窓の外に、どんよりと曇った空が映っている。  
時折響いてくる、パラパラという雨音に耳を澄ませるまでもなく、大降りなのが分かる。  
普通の感覚ならば、出歩くのを遠慮したい気分になるだろう。  
けれど、それはあくまで、「ごく普通の」用事がある者のみに許される事。  
自分のように、重要な使命を帯びている人間は、多少天候が暗いからと言って休む事は許されない。  
 
自分の仕事は、ここコーセルテルに住まう者達の安全を守る事。  
その為ならば、例え雨が降ろうが槍が降ろうが、外に出るのを躊躇してなどいられようか。  
いや、そんな事はないはずだ。  
 
そう、これは使命なのだ。  
自分が外へ出かけたいと願うのは、一重に自分に課せられた使命の為。  
決して、外へ出て気まぐれに歩き回りたいとか、雨に濡れた遺跡の美しさを鑑賞したいとか、そんな個人的趣味の為では断じてない。  
 
だから…。  
 
「だから、な?ユイシィ。行ってもいいだろう?」  
 
圧倒的に分が悪い事を自覚しつつ、それでも尚、縋る様に発せられた地竜術士ランバルスの言葉に。  
 
「ダメです」  
 
にべもなく、という表現がこれ異常ない程合うであろう表情と口調で。  
彼の補佐竜ユイシィは首を横に振って、不賛成の意思を表したのだった。  
 
「なあ、いいじゃないか。そんなに心配するような事じゃないだろう。雨だってもう小降り…とは言えんかもしれないが、別にどうってこたない。ちょっと遺跡の方を見てくるだけさ。大丈夫、夜までには必ず帰るから」  
 
安心させるような笑顔を必死に浮かべながら、彼はもう何度目になるか分からない言葉をユイシィに言い聞かせる。  

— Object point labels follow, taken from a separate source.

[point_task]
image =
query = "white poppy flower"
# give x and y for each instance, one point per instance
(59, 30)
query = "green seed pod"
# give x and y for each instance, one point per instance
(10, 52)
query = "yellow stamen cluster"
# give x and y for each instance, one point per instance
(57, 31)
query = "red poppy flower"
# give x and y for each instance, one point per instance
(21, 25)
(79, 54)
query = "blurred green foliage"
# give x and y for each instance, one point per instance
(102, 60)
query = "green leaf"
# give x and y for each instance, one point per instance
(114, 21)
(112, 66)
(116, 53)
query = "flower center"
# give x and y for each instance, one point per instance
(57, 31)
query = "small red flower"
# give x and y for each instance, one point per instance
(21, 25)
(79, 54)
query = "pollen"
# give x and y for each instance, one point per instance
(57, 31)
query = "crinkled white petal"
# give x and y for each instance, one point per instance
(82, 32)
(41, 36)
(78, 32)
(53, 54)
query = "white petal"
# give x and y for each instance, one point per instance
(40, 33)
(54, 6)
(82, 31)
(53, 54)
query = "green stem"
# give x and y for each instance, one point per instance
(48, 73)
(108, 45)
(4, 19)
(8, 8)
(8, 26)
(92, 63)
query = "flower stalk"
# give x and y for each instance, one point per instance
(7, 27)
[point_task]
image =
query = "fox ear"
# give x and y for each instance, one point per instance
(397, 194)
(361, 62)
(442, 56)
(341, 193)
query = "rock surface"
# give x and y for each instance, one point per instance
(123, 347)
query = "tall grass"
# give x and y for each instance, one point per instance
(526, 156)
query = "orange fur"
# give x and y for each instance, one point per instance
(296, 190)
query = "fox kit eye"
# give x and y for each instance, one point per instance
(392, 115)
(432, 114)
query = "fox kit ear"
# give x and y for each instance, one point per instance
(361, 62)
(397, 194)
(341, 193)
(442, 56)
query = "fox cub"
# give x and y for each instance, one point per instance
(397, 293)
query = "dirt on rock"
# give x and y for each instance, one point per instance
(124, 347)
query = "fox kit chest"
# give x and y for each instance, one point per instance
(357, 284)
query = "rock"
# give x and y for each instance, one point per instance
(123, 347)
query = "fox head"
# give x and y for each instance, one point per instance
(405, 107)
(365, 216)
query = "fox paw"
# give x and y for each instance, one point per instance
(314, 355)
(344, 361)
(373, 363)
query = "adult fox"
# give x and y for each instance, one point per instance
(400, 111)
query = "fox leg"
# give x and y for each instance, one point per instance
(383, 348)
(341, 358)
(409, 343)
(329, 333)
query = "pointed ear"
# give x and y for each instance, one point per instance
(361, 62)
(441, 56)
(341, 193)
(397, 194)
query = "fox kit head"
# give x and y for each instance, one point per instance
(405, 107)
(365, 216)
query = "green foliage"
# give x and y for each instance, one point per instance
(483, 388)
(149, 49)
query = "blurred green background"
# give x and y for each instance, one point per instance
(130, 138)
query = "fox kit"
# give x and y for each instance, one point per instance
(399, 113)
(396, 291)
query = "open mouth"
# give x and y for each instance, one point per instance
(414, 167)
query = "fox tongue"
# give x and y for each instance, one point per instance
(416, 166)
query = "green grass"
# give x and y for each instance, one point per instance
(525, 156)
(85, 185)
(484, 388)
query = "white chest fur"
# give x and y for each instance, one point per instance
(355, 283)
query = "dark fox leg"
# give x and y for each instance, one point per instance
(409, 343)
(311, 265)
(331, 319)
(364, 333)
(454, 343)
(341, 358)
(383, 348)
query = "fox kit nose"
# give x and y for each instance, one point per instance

だがそんな彼の努力も空しく、先程からユイシィの反応は相変わらずだった。  
冷ややかな目で自分の竜術士を見つめつつ、首を横に振るばかり。  
まあ、無理も無いのかもしれない。  
何せ言っているランバルス自身、何と説得力の無い言葉かと心中で嘆いているのだから。  
 
「遺跡の調査なら、新しく見つかったものも含めて調査は済んでいるはずです。他に新しい遺跡でも見つかりましたか?少なくとも私は聞いていませんが」  
「それは、だな…そ、そう!前に見つかった遺跡の補強を…」  
「そうですか。ならカディオさんやミリュウさんも一緒のはずですね。安心しました。師匠が一人で行くとろくな事になりませんから。戻られたらお二人にもお礼を言っておきましょう」  
「いや、それは…」  
「違うのですか?」  
 
言葉に詰まり、思わずたじろいでしまうランバルス。  
ユイシィは微かにため息をつき、そして顔を上げると断固とした口調で話し出した。  
 
 
「とにかく、何度仰られてもダメなものはダメです。外は大雨ですよ?  
こんな日に出かけられて、風邪でも引かれたらどうするんですか。  
ましてや、遺跡の周りは地盤が緩くなって崩れやすくなっている場所だってあるんです。  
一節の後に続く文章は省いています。